Specialized keeps all their test data secret, only providing the information to the riders and their respective teams but Yu did confirm that riders can see huge shifts in performance, even with the softest of tweaks made to their position.
For Yu and his team the importance lies in balancing aerodynamic gains and power output. It’s a vital dynamic and one that varies for each rider due to a number of factors including riding style and racing ambitions. All three riders tested both their road bike and time trial bikes while in Morgan Hill.
“For some changes, it could go either way so that’s why we’ll follow up with additional testing in the velodrome and outdoors to see if and how power output is affected. For some riders that may be more local to us, we’ll suggest that they come back and do a winter indoor training session in the wind tunnel. We can then record the entire session and monitor if either power output is declining or the position is degrading over time as fatigue sets in.”
All three riders have different needs though. Contador will never been seen on the front of a peloton with 200 meters to go in sprint, for example. The Spaniard relies on his Saxo Bank teammates to protect him both from attacks and the elements. So how do aerodynamic play out for someone like Contador, who is normally sheltered by teammates until the big climbs where aerodynamics isn't as important as weight and efficiency?
Cavendish on the other hand has completely different requirements. His low profile position on the bike is an advantage he utilizes in sprints.
“He just goes and his body automatically gets low. In fact, there’s not much he can control or fine tune during an all-out sprint. His style is his style. However, there were a couple of things he said that he’s been able to tweak and was curious to see what impact they had on his sprint speed, which is what we tested. We actually spent a decent time working on TT stuff with him.

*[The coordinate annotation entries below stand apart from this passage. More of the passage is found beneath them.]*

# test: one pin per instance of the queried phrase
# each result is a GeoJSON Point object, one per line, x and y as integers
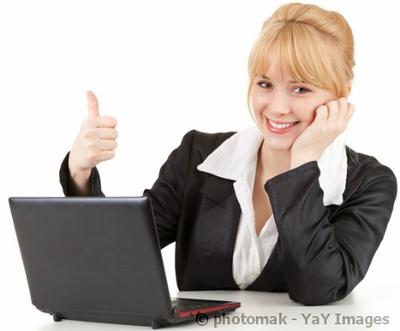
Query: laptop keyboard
{"type": "Point", "coordinates": [190, 304]}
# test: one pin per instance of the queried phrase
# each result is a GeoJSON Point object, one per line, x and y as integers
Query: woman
{"type": "Point", "coordinates": [258, 209]}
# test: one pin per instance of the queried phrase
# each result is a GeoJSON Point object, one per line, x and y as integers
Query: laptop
{"type": "Point", "coordinates": [98, 259]}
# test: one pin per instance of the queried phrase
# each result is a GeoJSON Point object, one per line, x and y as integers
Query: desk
{"type": "Point", "coordinates": [257, 307]}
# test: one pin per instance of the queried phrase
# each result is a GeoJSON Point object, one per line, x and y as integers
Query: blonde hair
{"type": "Point", "coordinates": [315, 46]}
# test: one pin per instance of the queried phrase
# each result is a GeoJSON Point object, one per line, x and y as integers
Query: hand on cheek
{"type": "Point", "coordinates": [331, 120]}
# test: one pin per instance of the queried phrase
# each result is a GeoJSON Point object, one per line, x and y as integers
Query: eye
{"type": "Point", "coordinates": [264, 84]}
{"type": "Point", "coordinates": [305, 89]}
{"type": "Point", "coordinates": [261, 83]}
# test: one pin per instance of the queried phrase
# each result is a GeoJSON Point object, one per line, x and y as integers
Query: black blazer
{"type": "Point", "coordinates": [322, 252]}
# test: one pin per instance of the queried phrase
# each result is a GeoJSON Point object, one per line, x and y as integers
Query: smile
{"type": "Point", "coordinates": [280, 127]}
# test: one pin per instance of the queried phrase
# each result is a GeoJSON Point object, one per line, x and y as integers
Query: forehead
{"type": "Point", "coordinates": [278, 72]}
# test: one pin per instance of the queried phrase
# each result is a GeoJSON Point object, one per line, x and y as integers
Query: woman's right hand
{"type": "Point", "coordinates": [95, 142]}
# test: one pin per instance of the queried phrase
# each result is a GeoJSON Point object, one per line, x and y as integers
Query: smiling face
{"type": "Point", "coordinates": [277, 98]}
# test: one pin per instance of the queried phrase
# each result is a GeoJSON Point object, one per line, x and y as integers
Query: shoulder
{"type": "Point", "coordinates": [205, 142]}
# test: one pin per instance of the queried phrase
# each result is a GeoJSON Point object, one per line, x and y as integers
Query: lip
{"type": "Point", "coordinates": [276, 130]}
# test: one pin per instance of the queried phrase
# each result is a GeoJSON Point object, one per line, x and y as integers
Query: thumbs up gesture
{"type": "Point", "coordinates": [95, 142]}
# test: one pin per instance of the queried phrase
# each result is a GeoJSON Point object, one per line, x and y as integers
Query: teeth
{"type": "Point", "coordinates": [280, 126]}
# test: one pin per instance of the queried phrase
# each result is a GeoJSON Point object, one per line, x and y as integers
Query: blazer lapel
{"type": "Point", "coordinates": [214, 236]}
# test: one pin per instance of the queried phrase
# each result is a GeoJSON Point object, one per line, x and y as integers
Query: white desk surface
{"type": "Point", "coordinates": [358, 306]}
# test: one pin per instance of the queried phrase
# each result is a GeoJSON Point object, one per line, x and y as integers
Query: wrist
{"type": "Point", "coordinates": [298, 159]}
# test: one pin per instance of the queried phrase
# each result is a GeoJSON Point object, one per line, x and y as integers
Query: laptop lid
{"type": "Point", "coordinates": [91, 254]}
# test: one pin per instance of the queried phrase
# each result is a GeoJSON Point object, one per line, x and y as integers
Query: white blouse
{"type": "Point", "coordinates": [236, 159]}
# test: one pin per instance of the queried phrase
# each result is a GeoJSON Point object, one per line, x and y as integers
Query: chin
{"type": "Point", "coordinates": [279, 145]}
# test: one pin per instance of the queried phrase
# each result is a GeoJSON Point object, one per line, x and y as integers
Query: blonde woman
{"type": "Point", "coordinates": [282, 206]}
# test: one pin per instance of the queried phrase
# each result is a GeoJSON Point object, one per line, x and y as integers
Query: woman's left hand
{"type": "Point", "coordinates": [331, 120]}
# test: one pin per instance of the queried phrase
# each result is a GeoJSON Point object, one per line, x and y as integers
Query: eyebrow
{"type": "Point", "coordinates": [292, 81]}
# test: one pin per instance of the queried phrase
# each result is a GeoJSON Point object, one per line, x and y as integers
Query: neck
{"type": "Point", "coordinates": [272, 162]}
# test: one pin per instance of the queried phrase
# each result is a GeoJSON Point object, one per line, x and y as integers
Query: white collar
{"type": "Point", "coordinates": [233, 158]}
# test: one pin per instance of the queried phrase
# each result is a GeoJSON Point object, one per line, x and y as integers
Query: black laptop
{"type": "Point", "coordinates": [98, 259]}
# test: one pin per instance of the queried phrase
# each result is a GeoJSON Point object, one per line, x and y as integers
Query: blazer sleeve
{"type": "Point", "coordinates": [323, 260]}
{"type": "Point", "coordinates": [166, 194]}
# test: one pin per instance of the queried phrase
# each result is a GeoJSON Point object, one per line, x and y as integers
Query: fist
{"type": "Point", "coordinates": [96, 141]}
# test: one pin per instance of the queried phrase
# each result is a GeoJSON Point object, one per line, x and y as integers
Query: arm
{"type": "Point", "coordinates": [324, 259]}
{"type": "Point", "coordinates": [167, 193]}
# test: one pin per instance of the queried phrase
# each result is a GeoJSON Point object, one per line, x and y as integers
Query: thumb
{"type": "Point", "coordinates": [93, 104]}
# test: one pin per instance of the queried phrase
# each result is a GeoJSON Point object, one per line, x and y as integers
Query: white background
{"type": "Point", "coordinates": [162, 68]}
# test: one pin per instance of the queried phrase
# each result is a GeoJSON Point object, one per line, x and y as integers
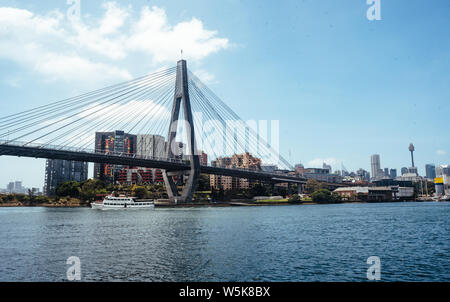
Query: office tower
{"type": "Point", "coordinates": [442, 170]}
{"type": "Point", "coordinates": [375, 165]}
{"type": "Point", "coordinates": [430, 171]}
{"type": "Point", "coordinates": [58, 171]}
{"type": "Point", "coordinates": [404, 170]}
{"type": "Point", "coordinates": [117, 142]}
{"type": "Point", "coordinates": [411, 149]}
{"type": "Point", "coordinates": [203, 159]}
{"type": "Point", "coordinates": [393, 173]}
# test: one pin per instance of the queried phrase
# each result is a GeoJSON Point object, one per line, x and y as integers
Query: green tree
{"type": "Point", "coordinates": [92, 187]}
{"type": "Point", "coordinates": [69, 188]}
{"type": "Point", "coordinates": [325, 196]}
{"type": "Point", "coordinates": [295, 198]}
{"type": "Point", "coordinates": [258, 190]}
{"type": "Point", "coordinates": [312, 185]}
{"type": "Point", "coordinates": [203, 183]}
{"type": "Point", "coordinates": [140, 192]}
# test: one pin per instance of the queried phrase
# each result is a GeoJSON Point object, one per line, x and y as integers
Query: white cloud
{"type": "Point", "coordinates": [95, 50]}
{"type": "Point", "coordinates": [318, 162]}
{"type": "Point", "coordinates": [205, 76]}
{"type": "Point", "coordinates": [153, 34]}
{"type": "Point", "coordinates": [441, 152]}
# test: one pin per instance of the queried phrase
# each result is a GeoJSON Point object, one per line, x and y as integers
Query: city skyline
{"type": "Point", "coordinates": [416, 89]}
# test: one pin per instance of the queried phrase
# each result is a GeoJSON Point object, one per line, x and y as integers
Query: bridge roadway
{"type": "Point", "coordinates": [85, 155]}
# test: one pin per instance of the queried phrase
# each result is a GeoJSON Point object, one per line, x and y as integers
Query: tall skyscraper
{"type": "Point", "coordinates": [430, 171]}
{"type": "Point", "coordinates": [411, 149]}
{"type": "Point", "coordinates": [150, 145]}
{"type": "Point", "coordinates": [112, 142]}
{"type": "Point", "coordinates": [443, 170]}
{"type": "Point", "coordinates": [328, 167]}
{"type": "Point", "coordinates": [58, 171]}
{"type": "Point", "coordinates": [393, 173]}
{"type": "Point", "coordinates": [375, 166]}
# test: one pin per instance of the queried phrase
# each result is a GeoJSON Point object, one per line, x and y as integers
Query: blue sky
{"type": "Point", "coordinates": [343, 87]}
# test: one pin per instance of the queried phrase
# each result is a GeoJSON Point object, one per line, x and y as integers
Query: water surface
{"type": "Point", "coordinates": [273, 243]}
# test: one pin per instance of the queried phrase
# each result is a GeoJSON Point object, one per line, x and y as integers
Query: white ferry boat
{"type": "Point", "coordinates": [121, 202]}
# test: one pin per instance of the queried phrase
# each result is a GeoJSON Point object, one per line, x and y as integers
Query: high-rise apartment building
{"type": "Point", "coordinates": [58, 171]}
{"type": "Point", "coordinates": [430, 171]}
{"type": "Point", "coordinates": [243, 161]}
{"type": "Point", "coordinates": [393, 173]}
{"type": "Point", "coordinates": [150, 145]}
{"type": "Point", "coordinates": [113, 142]}
{"type": "Point", "coordinates": [404, 170]}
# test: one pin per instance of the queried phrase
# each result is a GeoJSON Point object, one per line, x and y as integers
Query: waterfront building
{"type": "Point", "coordinates": [393, 173]}
{"type": "Point", "coordinates": [404, 170]}
{"type": "Point", "coordinates": [58, 171]}
{"type": "Point", "coordinates": [241, 161]}
{"type": "Point", "coordinates": [16, 187]}
{"type": "Point", "coordinates": [430, 171]}
{"type": "Point", "coordinates": [442, 170]}
{"type": "Point", "coordinates": [363, 174]}
{"type": "Point", "coordinates": [375, 166]}
{"type": "Point", "coordinates": [269, 168]}
{"type": "Point", "coordinates": [203, 158]}
{"type": "Point", "coordinates": [321, 174]}
{"type": "Point", "coordinates": [413, 170]}
{"type": "Point", "coordinates": [113, 142]}
{"type": "Point", "coordinates": [327, 167]}
{"type": "Point", "coordinates": [411, 149]}
{"type": "Point", "coordinates": [149, 145]}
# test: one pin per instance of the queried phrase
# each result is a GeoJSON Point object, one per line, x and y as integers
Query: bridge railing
{"type": "Point", "coordinates": [87, 150]}
{"type": "Point", "coordinates": [123, 154]}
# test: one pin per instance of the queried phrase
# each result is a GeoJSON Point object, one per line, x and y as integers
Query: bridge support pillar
{"type": "Point", "coordinates": [182, 96]}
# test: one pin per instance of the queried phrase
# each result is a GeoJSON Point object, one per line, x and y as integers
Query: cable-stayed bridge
{"type": "Point", "coordinates": [172, 103]}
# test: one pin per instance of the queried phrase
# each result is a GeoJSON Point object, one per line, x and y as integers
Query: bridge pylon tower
{"type": "Point", "coordinates": [181, 96]}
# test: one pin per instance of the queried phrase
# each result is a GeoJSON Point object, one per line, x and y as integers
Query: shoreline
{"type": "Point", "coordinates": [243, 203]}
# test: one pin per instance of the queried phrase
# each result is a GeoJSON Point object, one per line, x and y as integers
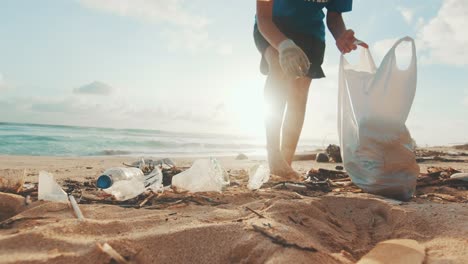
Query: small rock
{"type": "Point", "coordinates": [241, 157]}
{"type": "Point", "coordinates": [321, 157]}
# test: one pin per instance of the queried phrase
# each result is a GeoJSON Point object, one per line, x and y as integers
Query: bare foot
{"type": "Point", "coordinates": [280, 168]}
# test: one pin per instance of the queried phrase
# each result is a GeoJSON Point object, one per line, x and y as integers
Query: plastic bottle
{"type": "Point", "coordinates": [112, 175]}
{"type": "Point", "coordinates": [127, 183]}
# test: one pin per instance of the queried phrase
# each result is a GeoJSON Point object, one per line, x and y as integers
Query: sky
{"type": "Point", "coordinates": [192, 66]}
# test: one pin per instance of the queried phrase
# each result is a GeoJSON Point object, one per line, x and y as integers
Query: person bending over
{"type": "Point", "coordinates": [290, 35]}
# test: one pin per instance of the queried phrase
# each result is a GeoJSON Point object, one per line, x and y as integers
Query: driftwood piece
{"type": "Point", "coordinates": [277, 239]}
{"type": "Point", "coordinates": [106, 248]}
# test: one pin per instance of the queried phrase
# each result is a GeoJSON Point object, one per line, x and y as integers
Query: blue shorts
{"type": "Point", "coordinates": [313, 47]}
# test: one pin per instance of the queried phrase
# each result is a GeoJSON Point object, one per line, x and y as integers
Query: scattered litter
{"type": "Point", "coordinates": [374, 103]}
{"type": "Point", "coordinates": [205, 175]}
{"type": "Point", "coordinates": [242, 156]}
{"type": "Point", "coordinates": [11, 180]}
{"type": "Point", "coordinates": [49, 190]}
{"type": "Point", "coordinates": [76, 208]}
{"type": "Point", "coordinates": [127, 183]}
{"type": "Point", "coordinates": [334, 153]}
{"type": "Point", "coordinates": [258, 175]}
{"type": "Point", "coordinates": [322, 157]}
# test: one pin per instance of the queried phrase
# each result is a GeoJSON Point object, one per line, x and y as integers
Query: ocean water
{"type": "Point", "coordinates": [56, 140]}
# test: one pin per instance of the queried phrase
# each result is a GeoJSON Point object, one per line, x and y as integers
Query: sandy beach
{"type": "Point", "coordinates": [271, 225]}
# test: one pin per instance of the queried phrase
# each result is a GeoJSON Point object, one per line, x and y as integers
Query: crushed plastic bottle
{"type": "Point", "coordinates": [127, 183]}
{"type": "Point", "coordinates": [205, 175]}
{"type": "Point", "coordinates": [49, 190]}
{"type": "Point", "coordinates": [258, 175]}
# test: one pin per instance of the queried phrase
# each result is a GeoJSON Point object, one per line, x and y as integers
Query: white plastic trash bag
{"type": "Point", "coordinates": [205, 175]}
{"type": "Point", "coordinates": [374, 103]}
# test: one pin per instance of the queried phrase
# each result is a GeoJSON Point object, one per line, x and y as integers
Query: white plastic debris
{"type": "Point", "coordinates": [49, 190]}
{"type": "Point", "coordinates": [76, 208]}
{"type": "Point", "coordinates": [258, 175]}
{"type": "Point", "coordinates": [205, 175]}
{"type": "Point", "coordinates": [127, 183]}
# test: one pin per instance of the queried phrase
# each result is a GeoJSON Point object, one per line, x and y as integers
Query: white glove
{"type": "Point", "coordinates": [293, 60]}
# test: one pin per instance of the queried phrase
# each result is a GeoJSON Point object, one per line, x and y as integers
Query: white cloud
{"type": "Point", "coordinates": [94, 88]}
{"type": "Point", "coordinates": [184, 28]}
{"type": "Point", "coordinates": [2, 82]}
{"type": "Point", "coordinates": [381, 47]}
{"type": "Point", "coordinates": [443, 39]}
{"type": "Point", "coordinates": [403, 51]}
{"type": "Point", "coordinates": [157, 11]}
{"type": "Point", "coordinates": [465, 99]}
{"type": "Point", "coordinates": [407, 13]}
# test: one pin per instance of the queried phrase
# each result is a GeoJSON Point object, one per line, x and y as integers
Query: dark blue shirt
{"type": "Point", "coordinates": [306, 16]}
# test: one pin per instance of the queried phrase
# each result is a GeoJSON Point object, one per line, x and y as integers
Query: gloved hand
{"type": "Point", "coordinates": [347, 42]}
{"type": "Point", "coordinates": [292, 58]}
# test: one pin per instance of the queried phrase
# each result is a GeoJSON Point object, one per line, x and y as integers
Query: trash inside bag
{"type": "Point", "coordinates": [205, 175]}
{"type": "Point", "coordinates": [374, 103]}
{"type": "Point", "coordinates": [49, 190]}
{"type": "Point", "coordinates": [258, 175]}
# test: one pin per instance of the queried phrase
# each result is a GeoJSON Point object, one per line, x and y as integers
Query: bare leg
{"type": "Point", "coordinates": [294, 117]}
{"type": "Point", "coordinates": [276, 93]}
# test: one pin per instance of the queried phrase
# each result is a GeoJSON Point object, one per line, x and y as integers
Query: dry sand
{"type": "Point", "coordinates": [236, 226]}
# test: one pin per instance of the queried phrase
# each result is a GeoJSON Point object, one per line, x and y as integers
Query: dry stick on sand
{"type": "Point", "coordinates": [280, 240]}
{"type": "Point", "coordinates": [106, 248]}
{"type": "Point", "coordinates": [255, 212]}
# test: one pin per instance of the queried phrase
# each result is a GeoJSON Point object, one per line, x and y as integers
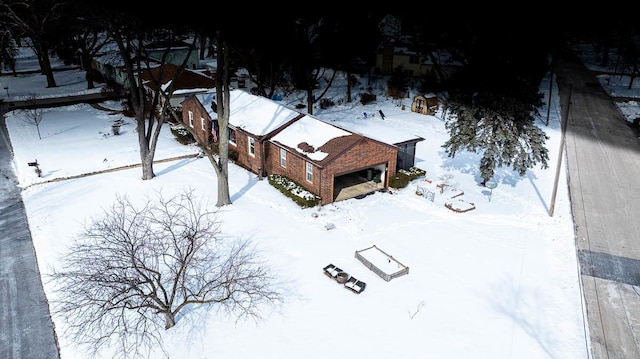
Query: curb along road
{"type": "Point", "coordinates": [603, 161]}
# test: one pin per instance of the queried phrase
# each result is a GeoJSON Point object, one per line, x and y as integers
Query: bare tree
{"type": "Point", "coordinates": [36, 20]}
{"type": "Point", "coordinates": [33, 114]}
{"type": "Point", "coordinates": [135, 268]}
{"type": "Point", "coordinates": [221, 163]}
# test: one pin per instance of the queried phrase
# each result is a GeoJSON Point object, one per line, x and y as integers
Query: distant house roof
{"type": "Point", "coordinates": [161, 76]}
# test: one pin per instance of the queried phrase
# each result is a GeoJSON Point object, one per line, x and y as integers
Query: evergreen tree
{"type": "Point", "coordinates": [502, 128]}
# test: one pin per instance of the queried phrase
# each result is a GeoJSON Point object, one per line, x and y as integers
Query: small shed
{"type": "Point", "coordinates": [426, 104]}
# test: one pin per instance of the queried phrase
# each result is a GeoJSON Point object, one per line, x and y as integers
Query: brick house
{"type": "Point", "coordinates": [269, 138]}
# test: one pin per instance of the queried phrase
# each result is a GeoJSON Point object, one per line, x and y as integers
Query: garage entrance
{"type": "Point", "coordinates": [359, 184]}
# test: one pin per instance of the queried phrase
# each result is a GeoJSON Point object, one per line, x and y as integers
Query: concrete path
{"type": "Point", "coordinates": [603, 159]}
{"type": "Point", "coordinates": [26, 329]}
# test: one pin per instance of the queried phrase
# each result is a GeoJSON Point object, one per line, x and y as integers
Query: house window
{"type": "Point", "coordinates": [252, 146]}
{"type": "Point", "coordinates": [309, 172]}
{"type": "Point", "coordinates": [232, 136]}
{"type": "Point", "coordinates": [283, 158]}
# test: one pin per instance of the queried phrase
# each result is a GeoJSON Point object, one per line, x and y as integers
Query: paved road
{"type": "Point", "coordinates": [603, 159]}
{"type": "Point", "coordinates": [26, 329]}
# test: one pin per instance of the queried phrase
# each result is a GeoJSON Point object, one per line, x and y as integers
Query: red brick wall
{"type": "Point", "coordinates": [192, 104]}
{"type": "Point", "coordinates": [366, 154]}
{"type": "Point", "coordinates": [295, 170]}
{"type": "Point", "coordinates": [245, 159]}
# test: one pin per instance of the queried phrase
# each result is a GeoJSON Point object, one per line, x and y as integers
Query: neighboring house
{"type": "Point", "coordinates": [176, 53]}
{"type": "Point", "coordinates": [414, 61]}
{"type": "Point", "coordinates": [111, 66]}
{"type": "Point", "coordinates": [189, 82]}
{"type": "Point", "coordinates": [269, 138]}
{"type": "Point", "coordinates": [426, 104]}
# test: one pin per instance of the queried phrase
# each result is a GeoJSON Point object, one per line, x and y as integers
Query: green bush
{"type": "Point", "coordinates": [403, 177]}
{"type": "Point", "coordinates": [366, 98]}
{"type": "Point", "coordinates": [294, 190]}
{"type": "Point", "coordinates": [183, 136]}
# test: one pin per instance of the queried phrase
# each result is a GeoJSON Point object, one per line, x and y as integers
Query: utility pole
{"type": "Point", "coordinates": [563, 120]}
{"type": "Point", "coordinates": [550, 90]}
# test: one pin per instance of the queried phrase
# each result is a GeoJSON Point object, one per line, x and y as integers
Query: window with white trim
{"type": "Point", "coordinates": [252, 146]}
{"type": "Point", "coordinates": [283, 158]}
{"type": "Point", "coordinates": [309, 172]}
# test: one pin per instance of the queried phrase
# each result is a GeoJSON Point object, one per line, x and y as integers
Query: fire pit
{"type": "Point", "coordinates": [342, 277]}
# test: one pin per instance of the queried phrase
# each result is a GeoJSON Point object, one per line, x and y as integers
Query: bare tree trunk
{"type": "Point", "coordinates": [169, 320]}
{"type": "Point", "coordinates": [348, 86]}
{"type": "Point", "coordinates": [310, 100]}
{"type": "Point", "coordinates": [46, 66]}
{"type": "Point", "coordinates": [222, 98]}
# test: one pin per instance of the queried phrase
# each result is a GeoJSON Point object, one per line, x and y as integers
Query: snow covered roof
{"type": "Point", "coordinates": [311, 137]}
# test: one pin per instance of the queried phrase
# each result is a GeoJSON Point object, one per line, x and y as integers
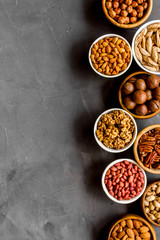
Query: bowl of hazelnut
{"type": "Point", "coordinates": [110, 55]}
{"type": "Point", "coordinates": [146, 47]}
{"type": "Point", "coordinates": [139, 94]}
{"type": "Point", "coordinates": [115, 130]}
{"type": "Point", "coordinates": [147, 149]}
{"type": "Point", "coordinates": [127, 13]}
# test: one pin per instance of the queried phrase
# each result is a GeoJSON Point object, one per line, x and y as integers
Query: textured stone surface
{"type": "Point", "coordinates": [50, 164]}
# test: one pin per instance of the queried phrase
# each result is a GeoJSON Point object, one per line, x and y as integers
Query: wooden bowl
{"type": "Point", "coordinates": [132, 25]}
{"type": "Point", "coordinates": [134, 217]}
{"type": "Point", "coordinates": [135, 149]}
{"type": "Point", "coordinates": [142, 204]}
{"type": "Point", "coordinates": [120, 97]}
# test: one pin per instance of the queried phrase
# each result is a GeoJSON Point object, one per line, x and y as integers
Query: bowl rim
{"type": "Point", "coordinates": [132, 25]}
{"type": "Point", "coordinates": [135, 151]}
{"type": "Point", "coordinates": [134, 217]}
{"type": "Point", "coordinates": [104, 186]}
{"type": "Point", "coordinates": [142, 202]}
{"type": "Point", "coordinates": [120, 96]}
{"type": "Point", "coordinates": [133, 43]}
{"type": "Point", "coordinates": [112, 150]}
{"type": "Point", "coordinates": [110, 35]}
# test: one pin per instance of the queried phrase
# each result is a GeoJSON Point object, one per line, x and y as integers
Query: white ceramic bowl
{"type": "Point", "coordinates": [105, 188]}
{"type": "Point", "coordinates": [133, 42]}
{"type": "Point", "coordinates": [112, 150]}
{"type": "Point", "coordinates": [110, 76]}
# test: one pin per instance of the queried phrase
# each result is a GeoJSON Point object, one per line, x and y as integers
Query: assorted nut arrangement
{"type": "Point", "coordinates": [141, 94]}
{"type": "Point", "coordinates": [115, 129]}
{"type": "Point", "coordinates": [149, 149]}
{"type": "Point", "coordinates": [124, 180]}
{"type": "Point", "coordinates": [152, 203]}
{"type": "Point", "coordinates": [147, 47]}
{"type": "Point", "coordinates": [110, 55]}
{"type": "Point", "coordinates": [131, 229]}
{"type": "Point", "coordinates": [126, 11]}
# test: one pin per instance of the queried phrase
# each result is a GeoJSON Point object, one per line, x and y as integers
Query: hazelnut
{"type": "Point", "coordinates": [140, 8]}
{"type": "Point", "coordinates": [134, 4]}
{"type": "Point", "coordinates": [127, 21]}
{"type": "Point", "coordinates": [156, 93]}
{"type": "Point", "coordinates": [128, 88]}
{"type": "Point", "coordinates": [145, 5]}
{"type": "Point", "coordinates": [121, 20]}
{"type": "Point", "coordinates": [133, 19]}
{"type": "Point", "coordinates": [108, 5]}
{"type": "Point", "coordinates": [134, 13]}
{"type": "Point", "coordinates": [140, 84]}
{"type": "Point", "coordinates": [128, 2]}
{"type": "Point", "coordinates": [149, 94]}
{"type": "Point", "coordinates": [139, 1]}
{"type": "Point", "coordinates": [124, 13]}
{"type": "Point", "coordinates": [112, 13]}
{"type": "Point", "coordinates": [153, 105]}
{"type": "Point", "coordinates": [128, 103]}
{"type": "Point", "coordinates": [129, 9]}
{"type": "Point", "coordinates": [139, 97]}
{"type": "Point", "coordinates": [118, 11]}
{"type": "Point", "coordinates": [140, 15]}
{"type": "Point", "coordinates": [153, 81]}
{"type": "Point", "coordinates": [141, 110]}
{"type": "Point", "coordinates": [115, 4]}
{"type": "Point", "coordinates": [123, 6]}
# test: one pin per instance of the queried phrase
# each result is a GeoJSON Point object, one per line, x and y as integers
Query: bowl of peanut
{"type": "Point", "coordinates": [147, 149]}
{"type": "Point", "coordinates": [115, 130]}
{"type": "Point", "coordinates": [127, 13]}
{"type": "Point", "coordinates": [110, 55]}
{"type": "Point", "coordinates": [146, 47]}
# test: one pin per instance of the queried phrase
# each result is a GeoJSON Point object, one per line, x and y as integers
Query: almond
{"type": "Point", "coordinates": [129, 223]}
{"type": "Point", "coordinates": [144, 229]}
{"type": "Point", "coordinates": [130, 233]}
{"type": "Point", "coordinates": [136, 224]}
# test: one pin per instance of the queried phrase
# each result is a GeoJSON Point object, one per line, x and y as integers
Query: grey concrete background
{"type": "Point", "coordinates": [50, 164]}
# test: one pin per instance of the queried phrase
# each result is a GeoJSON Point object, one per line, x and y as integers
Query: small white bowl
{"type": "Point", "coordinates": [105, 188]}
{"type": "Point", "coordinates": [112, 150]}
{"type": "Point", "coordinates": [133, 43]}
{"type": "Point", "coordinates": [110, 35]}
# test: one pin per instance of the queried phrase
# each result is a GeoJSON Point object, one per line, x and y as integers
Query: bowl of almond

“Not a lot of people think of it, but he’s actually a very good pursuit, short distance time trial rider. But in those disciplines, bike handling and ability to put out super-threshold efforts is more critical than on a longer TT. Also, his main goal for most longer time trials is to save energy for the impending sprint stage. In the Tour, the final time trial is often right before Paris. So it was interesting finding the balance between his two goals for time trials."